Discussions
Veraset data download speeds
13 hours ago by Kit McLean
I'm downloading Veraset Home, Work, and Visits data on a university HPC cluster using DuckDB (httpfs) and am running into slow download speeds and occasional HTTP timeouts.
Current workflow:
- Query API for shard URLs by month
- Create a manifest of URLs
- Process the manifest using a SLURM array
- Each task reads ~250 parquet shards via DuckDB, filters to a Michigan/7-county study region, and writes filtered parquet outputs to local storage
- DuckDB settings:
threads=4,http_timeout=600,http_retries=5
These months contain thousands of shards (e.g., Work Visits 2023-12 has 8,192 shards), and data retrieval appears to be the primary bottleneck.
My questions:
- Is this manifest + SLURM array + DuckDB workflow the recommended approach for accessing Veraset data at this scale?

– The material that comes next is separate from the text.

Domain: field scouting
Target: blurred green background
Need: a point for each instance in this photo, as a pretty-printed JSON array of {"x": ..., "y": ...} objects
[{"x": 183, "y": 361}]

- Are there DuckDB settings, batching strategies, or concurrency levels you would recommend to improve throughput?
- Are there known rate limits or performance considerations when accessing large numbers of parquet shards?
- For a project requiring multiple years of Home, Work, and Visits data for a multi-county region, is there a more efficient workflow you would recommend (e.g., Spark, bulk export, different partitioning strategy, etc.)?
Any guidance would be greatly appreciated.